Validation of the National Cancer Registration and Analysis Service prostate cancer registry with data from the CAP study

Abstract Background Prostate cancer is the second most common cancer in the UK, with 39 741 cases diagnosed in 2014. The National Cancer Registration and Analysis Service (NCRAS) collects data about cancer (including prostate cancer) in England. The CAP study is a cluster-randomised controlled trial investigating the effectiveness and cost-effectiveness of prostate-specific antigen (PSA) testing. The value of cancer registries is high if they receive and process quality data, which can be evaluated in various domains, including completeness and validity.

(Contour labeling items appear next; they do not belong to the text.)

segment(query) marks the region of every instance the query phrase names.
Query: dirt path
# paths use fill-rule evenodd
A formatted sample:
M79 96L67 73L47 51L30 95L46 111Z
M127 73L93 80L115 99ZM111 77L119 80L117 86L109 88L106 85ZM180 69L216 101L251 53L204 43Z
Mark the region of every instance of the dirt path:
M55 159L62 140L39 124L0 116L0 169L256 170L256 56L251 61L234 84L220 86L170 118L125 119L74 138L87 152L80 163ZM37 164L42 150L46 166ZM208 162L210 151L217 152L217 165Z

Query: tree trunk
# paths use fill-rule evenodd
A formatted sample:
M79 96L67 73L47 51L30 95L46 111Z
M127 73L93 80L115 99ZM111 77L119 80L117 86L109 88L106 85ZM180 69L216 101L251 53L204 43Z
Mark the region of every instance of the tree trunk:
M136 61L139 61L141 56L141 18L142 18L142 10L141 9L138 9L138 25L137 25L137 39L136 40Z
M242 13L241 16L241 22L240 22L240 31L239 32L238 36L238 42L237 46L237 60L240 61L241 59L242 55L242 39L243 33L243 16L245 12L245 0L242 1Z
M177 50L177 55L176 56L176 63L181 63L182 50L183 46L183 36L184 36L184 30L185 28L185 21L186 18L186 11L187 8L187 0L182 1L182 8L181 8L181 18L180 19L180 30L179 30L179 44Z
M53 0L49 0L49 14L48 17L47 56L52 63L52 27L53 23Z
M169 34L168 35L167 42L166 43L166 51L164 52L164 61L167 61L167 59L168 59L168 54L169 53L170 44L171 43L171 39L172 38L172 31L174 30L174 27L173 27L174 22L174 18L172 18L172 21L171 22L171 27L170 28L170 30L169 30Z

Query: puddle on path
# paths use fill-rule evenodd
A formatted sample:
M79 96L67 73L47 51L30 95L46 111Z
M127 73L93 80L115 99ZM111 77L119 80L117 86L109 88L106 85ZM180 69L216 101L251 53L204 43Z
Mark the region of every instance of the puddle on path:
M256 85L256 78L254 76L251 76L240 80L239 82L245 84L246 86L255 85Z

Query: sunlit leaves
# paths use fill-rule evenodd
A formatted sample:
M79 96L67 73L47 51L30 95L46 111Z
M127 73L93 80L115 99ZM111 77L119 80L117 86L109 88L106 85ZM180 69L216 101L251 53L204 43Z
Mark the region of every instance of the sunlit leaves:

This study aimed to compare the completeness and accuracy of the NCRAS registry with data from the CAP study. Methods We compared the percentage completeness and agreement of prostate cancer diagnosis by Union Internationale Contre le Cancer (UICC) TNM stage and Gleason grade in the NCRAS cancer registry with information collected via independent medical record review on participants in CAP. CAP study participants were matched to NCRAS registry entries by their National Health Service number. Agreement was assessed with Cohens κ. Findings 1356 men were included in this study (mean age 75·1 years, SD 5·1). Both the NCRAS registry (97·9%) and CAP study (98·5%) had high levels of completeness for date of diagnosis. Agreement was high for combined Gleason score (κ=0·90, 95% CI 0·89–092) and low for American Joint Committee on Cancer (AJCC) group (0·48, 0·43–0·53) overall. TNM staging agreement was 0·35 (0·31–0·37) for T, 0·51 (0·45–0·57) for N, and 0·58 (0·51–0·66) for M stage. Agreement was moderate when considering local (T1–3N0M0) versus metastatic disease (T4NxMx/TxN1Mx/TxNxM1) (0·54, 0·44–0·64). Interpretation The NCRAS prostate cancer registry has a high level of completeness for case registration, and strong accuracy for Gleason grade. Agreement of exact TNM staging and AJCC group seems low, which could be explained if staging data were collected from different sources (ie, pathological vs imaging staging methods), and needs to be explored further. Prostate cancer stage and accuracy of grade data for the NCRAS registry need repeated assessment to drive improvements in data quality. Funding None.